Trent Johnston does the chicken dance Getty Images

The minnow milestone
When Niall O'Brien opened his wrists into a precisely-placed drive that threaded the field and bounced over the rope in the ninth over, he achieved more than just the first boundary of his innings. He also became the third Irish player to score 1,000 runs in one-day internationals - joining his brother Kevin and his captain William Porterfield in an elite league.

The anti-climax
Such is the name he's made for himself after that innings, there was a loud rumble of approval from the crowd when Kevin O'Brien's name was announced as part of the Ireland XI before the start of play, and an even bigger cheer when walked to the crease after Andrew White's stumping. There was no repeat of last Wednesday's heroics, however, as he managed one muscular thump to the cover boundary but departed soon after, chipping the ball tamely back into Yuvraj Singh's waiting hands to spark the spectators' loudest shout of the innings.

The yips
Piyush Chawla was preferred to R Ashwin as the second specialist spinner in India's attack for this game, but had a disappointing day despite a surprisingly helpful surface, upon which the ball gripped and ripped.

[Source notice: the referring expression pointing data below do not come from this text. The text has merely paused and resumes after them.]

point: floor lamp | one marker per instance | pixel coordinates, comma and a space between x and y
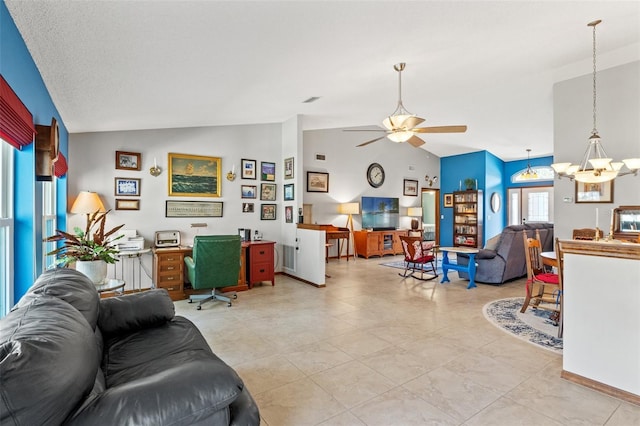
350, 209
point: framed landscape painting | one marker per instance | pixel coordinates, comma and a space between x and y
194, 175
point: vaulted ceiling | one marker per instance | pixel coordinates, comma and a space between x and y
123, 65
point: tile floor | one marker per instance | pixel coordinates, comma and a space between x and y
373, 348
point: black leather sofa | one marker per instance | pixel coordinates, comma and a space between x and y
503, 259
69, 357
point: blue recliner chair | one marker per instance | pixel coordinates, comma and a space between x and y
215, 263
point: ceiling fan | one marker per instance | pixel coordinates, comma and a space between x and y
401, 124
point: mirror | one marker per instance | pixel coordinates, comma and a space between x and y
627, 223
431, 214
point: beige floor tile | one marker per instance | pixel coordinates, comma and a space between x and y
352, 383
401, 407
455, 395
301, 403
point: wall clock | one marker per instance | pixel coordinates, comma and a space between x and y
375, 175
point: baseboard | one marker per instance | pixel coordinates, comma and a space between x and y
601, 387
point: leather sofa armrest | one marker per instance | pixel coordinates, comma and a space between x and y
205, 388
135, 311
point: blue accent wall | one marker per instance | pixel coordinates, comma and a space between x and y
18, 68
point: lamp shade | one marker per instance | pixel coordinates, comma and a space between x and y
87, 202
414, 211
349, 208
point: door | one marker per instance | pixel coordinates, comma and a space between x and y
532, 204
431, 214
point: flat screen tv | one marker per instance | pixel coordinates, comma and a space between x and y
380, 213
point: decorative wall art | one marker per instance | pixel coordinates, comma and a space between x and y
248, 168
193, 208
128, 160
268, 171
317, 182
127, 187
268, 191
268, 212
194, 175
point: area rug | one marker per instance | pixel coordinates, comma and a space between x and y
534, 326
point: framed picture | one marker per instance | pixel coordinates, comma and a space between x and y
317, 182
288, 192
448, 200
267, 212
268, 191
127, 187
410, 188
194, 175
268, 171
128, 160
248, 191
193, 208
601, 192
123, 204
248, 168
288, 168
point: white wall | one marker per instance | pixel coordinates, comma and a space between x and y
618, 123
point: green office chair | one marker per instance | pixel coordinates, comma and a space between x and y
215, 264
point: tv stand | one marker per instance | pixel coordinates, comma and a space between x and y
378, 243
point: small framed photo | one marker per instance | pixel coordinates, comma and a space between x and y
410, 188
317, 182
128, 160
288, 168
123, 204
601, 192
268, 171
127, 187
248, 191
288, 214
267, 212
448, 200
248, 168
268, 191
288, 192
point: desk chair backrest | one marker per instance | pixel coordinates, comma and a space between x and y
216, 261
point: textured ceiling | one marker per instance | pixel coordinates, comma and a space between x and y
123, 65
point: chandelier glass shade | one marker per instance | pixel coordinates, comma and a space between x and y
596, 165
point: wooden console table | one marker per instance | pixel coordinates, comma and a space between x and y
256, 265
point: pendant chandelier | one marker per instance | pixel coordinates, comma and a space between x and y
596, 166
529, 173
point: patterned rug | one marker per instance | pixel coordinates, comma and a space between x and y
533, 326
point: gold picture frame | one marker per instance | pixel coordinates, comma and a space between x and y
194, 175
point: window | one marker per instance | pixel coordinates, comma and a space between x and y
48, 221
6, 227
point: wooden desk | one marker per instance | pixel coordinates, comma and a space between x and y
470, 268
169, 271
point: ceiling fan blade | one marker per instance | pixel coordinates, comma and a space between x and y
412, 122
440, 129
371, 141
415, 141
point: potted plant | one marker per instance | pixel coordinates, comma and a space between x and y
90, 249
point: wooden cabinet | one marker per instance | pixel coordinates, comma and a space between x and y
467, 219
168, 270
260, 262
378, 243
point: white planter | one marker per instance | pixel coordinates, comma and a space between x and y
96, 270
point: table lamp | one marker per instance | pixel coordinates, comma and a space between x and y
415, 213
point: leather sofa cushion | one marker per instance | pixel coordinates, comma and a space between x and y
48, 362
136, 311
69, 285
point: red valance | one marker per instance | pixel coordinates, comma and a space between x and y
60, 166
16, 122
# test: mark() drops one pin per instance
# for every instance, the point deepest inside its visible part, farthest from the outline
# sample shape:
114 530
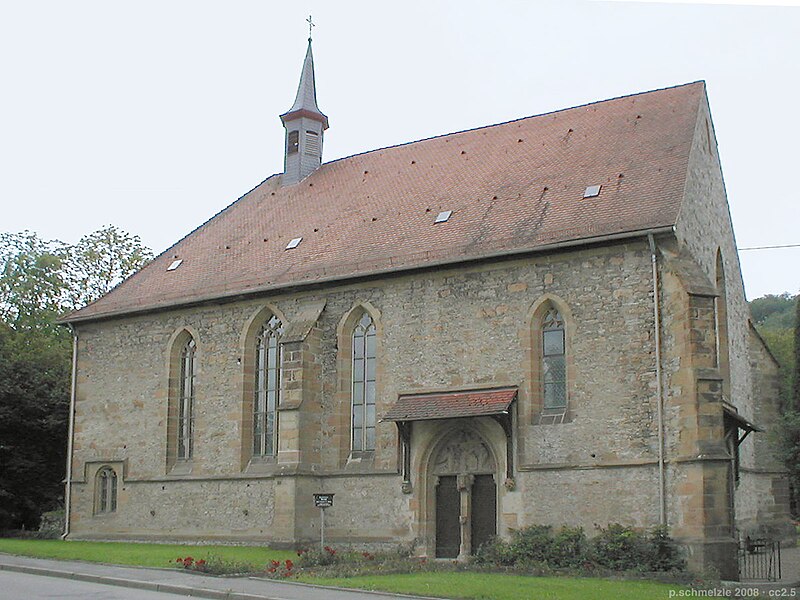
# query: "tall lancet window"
106 501
267 389
186 401
554 364
363 391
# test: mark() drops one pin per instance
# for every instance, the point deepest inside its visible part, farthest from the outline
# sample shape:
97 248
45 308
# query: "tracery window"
267 389
186 401
363 385
106 501
554 364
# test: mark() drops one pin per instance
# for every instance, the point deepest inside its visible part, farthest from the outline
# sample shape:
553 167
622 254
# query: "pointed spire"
305 127
305 103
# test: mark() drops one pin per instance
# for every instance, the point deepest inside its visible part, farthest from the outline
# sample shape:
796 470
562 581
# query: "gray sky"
155 115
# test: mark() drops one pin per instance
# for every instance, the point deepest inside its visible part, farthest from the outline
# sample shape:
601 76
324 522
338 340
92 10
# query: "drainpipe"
73 389
662 486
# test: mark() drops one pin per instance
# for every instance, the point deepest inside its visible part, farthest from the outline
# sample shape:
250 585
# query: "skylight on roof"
592 191
294 243
443 216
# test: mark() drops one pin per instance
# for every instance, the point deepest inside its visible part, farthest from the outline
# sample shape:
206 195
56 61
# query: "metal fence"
759 559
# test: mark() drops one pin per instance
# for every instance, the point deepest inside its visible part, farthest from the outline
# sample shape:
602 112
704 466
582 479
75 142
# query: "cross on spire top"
310 25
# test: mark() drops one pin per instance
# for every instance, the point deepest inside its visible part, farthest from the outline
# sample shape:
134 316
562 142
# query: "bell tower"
305 125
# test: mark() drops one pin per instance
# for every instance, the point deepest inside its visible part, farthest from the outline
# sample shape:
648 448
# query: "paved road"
174 581
21 586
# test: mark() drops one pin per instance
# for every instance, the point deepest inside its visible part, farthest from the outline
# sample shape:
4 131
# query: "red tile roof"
477 403
512 187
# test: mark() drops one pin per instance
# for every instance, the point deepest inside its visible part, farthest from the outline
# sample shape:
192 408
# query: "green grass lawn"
477 586
143 555
497 586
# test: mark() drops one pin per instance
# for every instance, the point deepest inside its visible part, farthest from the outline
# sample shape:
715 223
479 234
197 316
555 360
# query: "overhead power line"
770 247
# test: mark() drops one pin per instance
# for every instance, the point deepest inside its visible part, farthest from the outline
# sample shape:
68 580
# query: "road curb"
171 588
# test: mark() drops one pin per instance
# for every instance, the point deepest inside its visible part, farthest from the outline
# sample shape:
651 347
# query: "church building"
536 322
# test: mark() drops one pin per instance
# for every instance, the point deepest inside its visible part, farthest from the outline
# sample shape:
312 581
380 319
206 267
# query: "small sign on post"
322 501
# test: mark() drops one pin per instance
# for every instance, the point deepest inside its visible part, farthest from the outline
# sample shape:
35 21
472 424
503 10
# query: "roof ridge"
498 124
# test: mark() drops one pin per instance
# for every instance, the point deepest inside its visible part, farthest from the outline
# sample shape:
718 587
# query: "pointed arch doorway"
463 470
459 462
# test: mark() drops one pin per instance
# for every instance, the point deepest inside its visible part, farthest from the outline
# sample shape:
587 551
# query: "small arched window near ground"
106 491
267 389
363 385
554 364
186 401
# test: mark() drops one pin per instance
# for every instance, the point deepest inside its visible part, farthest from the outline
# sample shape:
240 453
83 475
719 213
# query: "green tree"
40 280
34 406
32 280
773 311
796 386
102 260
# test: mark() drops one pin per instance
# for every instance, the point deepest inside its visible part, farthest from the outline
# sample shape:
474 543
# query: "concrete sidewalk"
183 583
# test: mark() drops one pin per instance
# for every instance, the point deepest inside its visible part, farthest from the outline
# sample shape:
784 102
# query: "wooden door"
484 510
448 511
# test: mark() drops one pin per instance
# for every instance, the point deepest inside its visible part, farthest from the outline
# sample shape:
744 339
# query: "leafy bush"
616 548
52 524
569 548
665 554
494 552
532 544
620 548
314 557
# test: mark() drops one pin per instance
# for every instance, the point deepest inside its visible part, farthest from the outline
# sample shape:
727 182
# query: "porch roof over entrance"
450 405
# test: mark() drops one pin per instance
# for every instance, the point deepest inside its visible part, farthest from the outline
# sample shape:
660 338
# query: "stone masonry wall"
455 328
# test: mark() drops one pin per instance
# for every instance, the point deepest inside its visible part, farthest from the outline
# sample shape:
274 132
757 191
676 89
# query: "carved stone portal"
462 456
464 453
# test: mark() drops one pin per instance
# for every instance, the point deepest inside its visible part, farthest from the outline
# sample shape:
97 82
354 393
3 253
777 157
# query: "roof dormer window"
292 142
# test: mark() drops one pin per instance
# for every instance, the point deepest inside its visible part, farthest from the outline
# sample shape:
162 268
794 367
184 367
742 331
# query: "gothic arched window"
554 364
186 401
363 385
267 389
106 485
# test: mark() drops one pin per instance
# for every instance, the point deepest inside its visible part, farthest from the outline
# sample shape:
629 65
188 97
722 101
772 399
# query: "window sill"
181 467
360 461
261 465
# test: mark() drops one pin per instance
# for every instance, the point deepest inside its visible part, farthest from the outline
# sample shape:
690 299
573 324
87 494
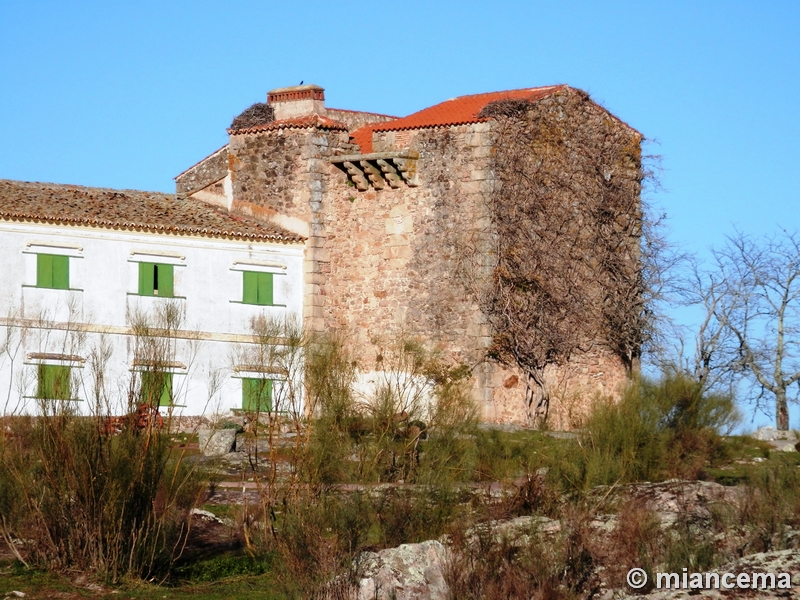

His nadir came in his fourth over - the 24th of the innings - when, facing a growing barracking from the crowd, he sent down three wides and a front-foot no-ball in a 10-ball over that also included a crunching cover drive for four to take Porterfield to his half-century. He recovered somewhat thereafter, but his final figures of 0 for 56 in eight overs remained distinctly sub-par in comparison to his team-mates.

The chicken dance
The world was first treated to Trent Johnston's 'chicken dance' celebration during the World Cup in the Caribbean four years ago, and though he's a little older and a lot more bald now he showed he still knew how to cut a rug in some style after his caught-and-bowled dismissal of Virender Sehwag. A packed, 40,000-strong crowd was stunned into silence - partly by the wicket, and partly by the bizarre gyrations that followed it - and Johnston provided a timely reminder of Ireland's passionately joyful brand of cricket.

The DRS moment
The use of the review system hasn't been entirely free of controversy in this tournament, and the so-called '2.5 metre rule' has borne the brunt of the criticism - and caused most of the confusion. The offending clause was tweaked ahead of this game, and Alex Cusack was the first to feel the effect of the change of protocol. Originally given not out, HawkEye suggested the ball would've hit middle - the crucial point - and so the decision was reversed and Cusack was sent on his way. The decision also gave Yuvraj Singh his first five-wicket haul in ODIs.

The DRS moment Part II
George Dockrell celebrated with understandable enthusiasm after trapping Sachin Tendulkar - a man who had scored more than 2,000 international runs, including three centuries, before he was even born - but he was made to wait a while before the wicket that the Dockrell grandchildren will hear about was finalised. Rather a long while, actually, as Tendulkar and his partner Virat Kohli engaged in a lengthy discussion over whether to ask for a review. That decision is meant to be made in "no more than a few seconds" according to the rulebook, but as the conversation continued the game came to a standstill. Tendulkar eventually trudged off, and Dockrell's place in cricketing lore was secured.